Darth asks: What about a list of actors that keeps you away from the theater, regardless of the interesting story, effects, explosions, or naked women?
This makes my life so much easier. I don’t even have to think of anything to write when I have friends like Darth who can focus my vastly important opinions into easily digestible blog posts. However, this is quite a doozy of a question.
For example, I could easily say that I wouldn’t want to see Tom Cruise in a movie because he’s a Scientologist douchebag who can’t really act except to be overly happy or withdrawn and pensive, but I still like to rot my brain from time to time with movies like Mission Impossible. In fact, I thought Collateral was quite good.

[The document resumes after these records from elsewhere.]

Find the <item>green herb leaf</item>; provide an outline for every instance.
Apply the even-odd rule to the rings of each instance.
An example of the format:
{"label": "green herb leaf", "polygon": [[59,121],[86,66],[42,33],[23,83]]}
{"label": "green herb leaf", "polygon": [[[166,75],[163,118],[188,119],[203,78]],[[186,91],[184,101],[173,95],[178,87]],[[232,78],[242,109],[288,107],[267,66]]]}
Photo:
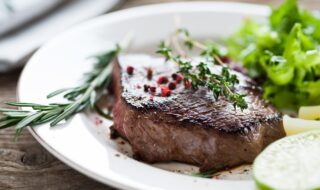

Then there’s people like Mel Gibson. I was tired of his overwrought self-torturing shtick back when he was doing the Lethal Weapon thing. Good grief did those movies suck. “Ha ha ha, I’m a crazy cop who can dislocate his shoulder for yucks AND to save the day. Bet you didn’t see that coming!” I can’t really think of a single Mel Gibson movie that I’ve actually liked. Yes, even Braveheart.
The same goes for Richard Gere. I should have kicked him to the curb permanently after Dr. T and the Women, but for some reason I watched The Mothman Prophecies, which also sucked. I mean, he’s a Buddhist, so that’s kind of cool. But he’s also a gerbil jammer. And that’s not cool.
Um, let’s see, who else? Oh! I’ll never see a teen dancing/urban youth type movie. You Got Served, You’ve Been Served Again, Don’t Forget That You Were Served A Third Time, Hey Who’s Doing All The Serving?, Where Can I Get Served Around Here?, or any of the other spinoff/clones are officially unwatchable to me. I really want to punch the faces of the youths that buy tickets for these movies. I realize that you buy a ticket for that, then go in and make out the whole time. Try this instead. Buy a ticket to a good movie, then sneak into the most recent high-school targeted crapfest and make out there. Then we wouldn’t be wondering how the hell Black Guy Dances With White Girl: Audience Learns Lessons on Race and Rhythm Part 5 makes 50 million dollars in the opening weekend. And seriously, if you’re going to see these movies and you’re NOT a high schooler looking to “lay pie to that ass”, stop. No, shut up. I don’t care. Just stop.
What about you? Who won’t you watch?